LA PAZ, Bolivia, May 3 (UPI) -- The latest nationalization in Bolivia follows a pattern seen earlier with previous state takeovers -- a government-led drive to achieve control of key economic sectors and redistribute wealth among the underprivileged indigenous people.
Four power companies with British, French and Bolivian corporate holdings were nationalized as part of what President Evo Morales termed a strategy to secure complete control of the electricity generation sector.
The companies affected by the nationalization are Corani, controlled by a subsidiary of GDF Suez, of France; Guaracachi, controlled by Rurelec of the United Kingdom, and Valle Hermosa, run by the Bolivian Generating Group and Empresa de Luz y Fuerza Electrica de Cochabamba.
Empresa de Luz y Fuerza Electrica de Cochabamba will go under state control within four months even though it is 80 percent owned by its workers, the government announced.
Morales nationalized Bolivia's hydrocarbon industries soon after he was elected in a landslide in 2006. In 2008 he took over the telecommunications company Entel, which was formerly owned by Telecom Italia.

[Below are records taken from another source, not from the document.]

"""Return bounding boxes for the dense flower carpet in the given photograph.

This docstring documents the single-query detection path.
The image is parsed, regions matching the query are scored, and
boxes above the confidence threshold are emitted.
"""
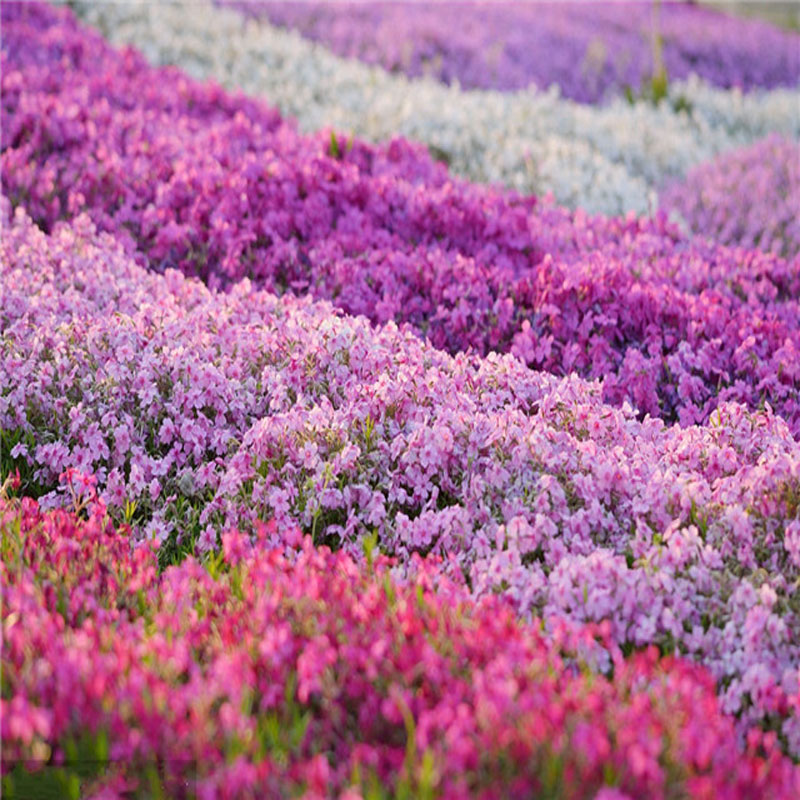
[0,0,800,800]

Although foreign ownership was clearly targeted in all three nationalizations, Morales also made clear he wanted to redistribute wealth concentrated in the ethnic non-indigenous -- mostly European -- minority of the business elite.
Bolivia has the lowest gross domestic product per capita in South America, despite having the second largest natural gas reserves in South America. The 2010 Index of Economic Freedom rated Bolivia as "repressed" mainly because of poor representation of indigenous communities.
Support for Morales, who won a second term last year, remains concentrated among the 80 percent of the population that is made up of indigenous communities.
"We're fulfilling the thunderous request of the people to recover and nationalize natural resources and basic services, which previously belonged to the state," said Morales, Bolivia's first indigenous president.
He said the government had tried to negotiate the purchase of controlling stakes in the companies before going ahead with the nationalization.
"We made an effort to reach an agreement with the private multinational companies but they were unwilling to reach an accord," he said.
Previous nationalizations have boosted government revenues but resistance to change among Bolivia's technocrats and elites means that progress on poverty reduction programs remains slow.
The nationalizations in Bolivia followed by a week warnings by President Rafael Correa of neighboring Ecuador, a friend of Morales, that he would nationalize the country's oil fields if companies refused to sign new service provision contracts.
Correa wants a higher share of oil revenues, which Morales secured when he took over Bolivia's hydrocarbon sector in 2006.